Мне из всех членов делегации Кенигсберг был хорошо знаком — в 1927 году я жил там. Все выезды на поиски делались по моим планам. После поиска в ряде замков и оборонительных сооружений мы обратили внимание на замок „ЛОХШТЕДТ“, который находится в 50 километрах от Кенигсберга. Замок находится на пути к ПИЛЛАУ, и я пришел к выводу, что именно там надо искать — по-видимому, книги и рукописи вывозились из Кенигсберга морским путем, возможно, что они могли осесть в замке „Лохштедт“. А шли еще отдельные бои с недобитыми фашистскими отрядами, была большая опасность на дорогах, пожары.

На подъездах к замку тоже остались следы боев, в полях множество разбитых танков, пушек и другого оружия. В толстой стене замка — громадные пробоины от тяжелых снарядов. Через одну из них мы и проникли внутрь. В большой зале мы нашли сделанную из бетона яму, которая была завалена разными рукописями и старинными книгами. Книги и рукописи валялись повсюду, даже снаружи замка. Тут же лежали еще не убранные трупы немецких солдат, автоматы, винтовки, а в одной из темных комнат мы обнаружили двадцать отрезанных голов!..

Осмотрев все внутренние помещения замка, мы стали собирать и рассматривать рукописи.
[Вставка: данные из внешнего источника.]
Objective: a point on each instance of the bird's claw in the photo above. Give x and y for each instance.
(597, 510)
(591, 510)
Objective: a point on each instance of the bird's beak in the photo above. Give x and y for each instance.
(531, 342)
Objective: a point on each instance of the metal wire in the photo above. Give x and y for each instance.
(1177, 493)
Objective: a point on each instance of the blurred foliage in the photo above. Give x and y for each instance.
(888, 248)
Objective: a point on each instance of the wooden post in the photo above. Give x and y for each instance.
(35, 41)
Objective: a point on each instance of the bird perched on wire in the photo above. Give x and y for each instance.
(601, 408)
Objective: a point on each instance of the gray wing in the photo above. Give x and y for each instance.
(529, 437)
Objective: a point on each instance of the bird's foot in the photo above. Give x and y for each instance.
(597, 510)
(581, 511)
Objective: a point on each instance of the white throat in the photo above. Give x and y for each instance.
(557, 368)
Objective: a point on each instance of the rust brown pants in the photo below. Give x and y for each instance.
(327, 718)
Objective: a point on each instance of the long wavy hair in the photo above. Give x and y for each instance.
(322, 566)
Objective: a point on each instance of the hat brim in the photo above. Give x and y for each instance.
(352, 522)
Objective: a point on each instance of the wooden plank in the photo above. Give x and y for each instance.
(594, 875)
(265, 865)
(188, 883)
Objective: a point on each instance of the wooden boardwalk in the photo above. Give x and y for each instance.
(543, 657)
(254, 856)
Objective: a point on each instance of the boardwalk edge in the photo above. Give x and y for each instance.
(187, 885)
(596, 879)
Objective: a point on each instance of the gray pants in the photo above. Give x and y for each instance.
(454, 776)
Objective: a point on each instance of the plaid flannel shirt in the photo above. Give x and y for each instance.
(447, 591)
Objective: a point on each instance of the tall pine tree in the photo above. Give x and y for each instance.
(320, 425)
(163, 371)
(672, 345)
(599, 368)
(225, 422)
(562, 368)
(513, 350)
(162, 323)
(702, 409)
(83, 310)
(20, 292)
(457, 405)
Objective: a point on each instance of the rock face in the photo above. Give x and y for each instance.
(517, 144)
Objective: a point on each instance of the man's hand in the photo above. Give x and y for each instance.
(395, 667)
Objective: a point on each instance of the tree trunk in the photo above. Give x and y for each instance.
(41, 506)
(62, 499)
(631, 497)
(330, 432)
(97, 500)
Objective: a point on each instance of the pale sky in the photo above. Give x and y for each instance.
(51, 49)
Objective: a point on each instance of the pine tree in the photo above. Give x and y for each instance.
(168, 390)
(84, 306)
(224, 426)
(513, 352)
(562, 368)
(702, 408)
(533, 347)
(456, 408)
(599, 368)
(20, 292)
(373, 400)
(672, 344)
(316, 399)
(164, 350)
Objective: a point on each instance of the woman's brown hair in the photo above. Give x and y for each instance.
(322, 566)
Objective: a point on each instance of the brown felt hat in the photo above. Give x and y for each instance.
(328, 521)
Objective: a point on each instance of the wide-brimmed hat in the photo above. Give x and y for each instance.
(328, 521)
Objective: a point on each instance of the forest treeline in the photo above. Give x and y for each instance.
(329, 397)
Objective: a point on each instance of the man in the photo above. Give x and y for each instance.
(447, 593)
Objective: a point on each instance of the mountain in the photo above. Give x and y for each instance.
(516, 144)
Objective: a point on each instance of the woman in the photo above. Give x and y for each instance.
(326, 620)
Вот немецко-литовский словарь, написанный Бродовским, весьма ценная книга, а вот и еще очень ценная находка, несколько рукописей профессора Кенигсбергского университета ЛЮДВИКАСА РЕЗЫ, создавшего первый букварь литовского языка. Он же первым издал „Времена года“ Донелайтиса, чем спас великое творение от безвестности и гибели…

Тот факт, что мы нашли эти книги и рукописи, говорил, что мы можем найти и нечто другое, не менее, а может, более ценное, в том числе и рукописи Кр. Донелайтиса. Мы продолжали поиски. Вползли через пролом в стене в небольшую комнатку, я зажег спичку и увидел в руке убитого немца… рукопись! Я осторожно освободил ее из закостеневших пальцев и выбрался из комнаты. Стал рассматривать, и сразу понял, что держу в руках… рукопись Донелайтиса „Времена года“. Вскоре тут же я нашел несколько писем, написанных рукой Донелайтиса. Все найденные рукописи мы сложили в рюкзаки и ушли из замка. Рукописи Донелайтиса, ряд старопечатных книг и документов были добычей нашего путешествия в Кенигсберг. Вскоре были организованы новые выезды в Кенигсберг, Клайпеду и другие города для розыска ценных изданий на литовском языке.